En parallèle de la voie Wnt/β-caténine, le gène Foxl2 codant un facteur de transcription à boîte Forkhead voit son expression activée dans les ovaires et il est essentiel pour la mise en place de l’organisation des cellules folliculaires autour des ovocytes. Si on le délète chez l’adulte, les cellules folliculaires changent d’aspect et présentent des caractères rappelant les cellules de Sertoli avec l’expression de Sox9 qui est activée (Uhlenhaut et al., 2009). Foxl4 est donc un facteur essentiel au maintien de l’identité féminine des structures ovariennes car il empêche leur transdifférenciation en structures masculines (Georges et al., 2014). La répression qu’exerce Foxl2 sur l’expression de Sox9 se fait de manière conjointe avec le récepteur alpha aux œstrogènes ESR1. Foxl2 a aussi d’autres actions qui potentialisent les œstrogènes. Il augmente la transcription d’un gène codant une enzyme impliquée dans la synthèse des œstrogènes, l’aromatase Cyp19a1. Il stimule aussi la transcription du récepteur aux œstrogènes ESR2 (Georges et al., 2014).


Les canaux de Müller sont maintenus car, en absence de cellules de Sertoli, il n’y a pas de production d’hormone anti-müllerienne. Sous l’action des œstrogènes, les canaux de Müller donnent les oviductes, l’utérus et la partie haute du vagin. Les canaux de Wolff qui ont besoin de recevoir de la testostérone pour survivre meurent par apoptose.
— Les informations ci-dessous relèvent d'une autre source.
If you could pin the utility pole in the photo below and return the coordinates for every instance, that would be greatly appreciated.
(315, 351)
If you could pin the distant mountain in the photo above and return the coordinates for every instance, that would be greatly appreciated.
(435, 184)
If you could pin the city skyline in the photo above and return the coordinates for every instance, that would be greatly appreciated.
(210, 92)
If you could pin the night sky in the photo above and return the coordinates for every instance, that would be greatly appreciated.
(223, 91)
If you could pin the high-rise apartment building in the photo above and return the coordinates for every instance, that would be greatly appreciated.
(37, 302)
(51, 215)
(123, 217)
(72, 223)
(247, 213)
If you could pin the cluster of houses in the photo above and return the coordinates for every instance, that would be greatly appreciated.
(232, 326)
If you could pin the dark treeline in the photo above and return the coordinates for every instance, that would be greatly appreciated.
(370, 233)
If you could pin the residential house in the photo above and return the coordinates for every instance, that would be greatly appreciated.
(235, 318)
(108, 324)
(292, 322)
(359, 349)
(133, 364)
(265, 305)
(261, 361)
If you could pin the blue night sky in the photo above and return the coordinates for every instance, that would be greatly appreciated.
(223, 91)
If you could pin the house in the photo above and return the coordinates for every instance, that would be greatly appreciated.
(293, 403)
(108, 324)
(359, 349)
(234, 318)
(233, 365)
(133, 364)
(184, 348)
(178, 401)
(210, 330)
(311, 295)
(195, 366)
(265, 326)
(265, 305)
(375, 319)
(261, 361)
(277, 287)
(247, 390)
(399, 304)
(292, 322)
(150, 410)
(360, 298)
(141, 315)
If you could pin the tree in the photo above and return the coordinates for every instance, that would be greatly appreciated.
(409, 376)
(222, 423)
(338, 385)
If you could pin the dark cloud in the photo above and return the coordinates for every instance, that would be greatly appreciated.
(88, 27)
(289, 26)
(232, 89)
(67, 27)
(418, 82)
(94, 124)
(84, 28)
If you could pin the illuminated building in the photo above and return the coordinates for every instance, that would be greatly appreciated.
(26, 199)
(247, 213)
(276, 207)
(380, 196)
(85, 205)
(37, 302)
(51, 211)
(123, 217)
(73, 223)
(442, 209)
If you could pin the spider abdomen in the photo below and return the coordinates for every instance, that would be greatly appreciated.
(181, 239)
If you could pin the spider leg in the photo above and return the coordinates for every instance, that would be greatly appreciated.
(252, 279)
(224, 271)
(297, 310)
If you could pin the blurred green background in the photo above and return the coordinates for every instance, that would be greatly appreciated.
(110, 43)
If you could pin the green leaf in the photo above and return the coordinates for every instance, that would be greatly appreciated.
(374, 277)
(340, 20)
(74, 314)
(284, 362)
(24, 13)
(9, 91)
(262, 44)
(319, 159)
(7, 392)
Alors que pour le développement des ovaires, la voie Wnt/beta-caténine est cruciale, elle est en revanche inhibée lors du développement des autres organes génitaux femelles. Dickkopf, un inhibiteur de la voie Wnt est exprimé dans le tubercule génital qui finit par donner le clitoris et les grandes lèvres sous l’influence des œstrogènes. Chez le mâle, un dérivé de la testostérone (la DHT, qui a trois fois plus d’affinité pour le récepteur aux androgènes) inhibe l’expression de Dickkopf ce qui permet à la voie Wnt d’agir et de transformer le tubercule génital en pénis et en scrotum (Miyagawa et al., 2009).

Le développement (et notamment la croissance) des organes génitaux mâles se termine à la puberté. A partir de 10 ans, la kisspeptine dans l’hypothalamus augmente la sécrétion de GnRH ce qui induit en cascade l’augmentation de la production de LH et de FSH dans l’adénohypophyse puis de testostérone dans les testicules (Terasawa et al., 2013).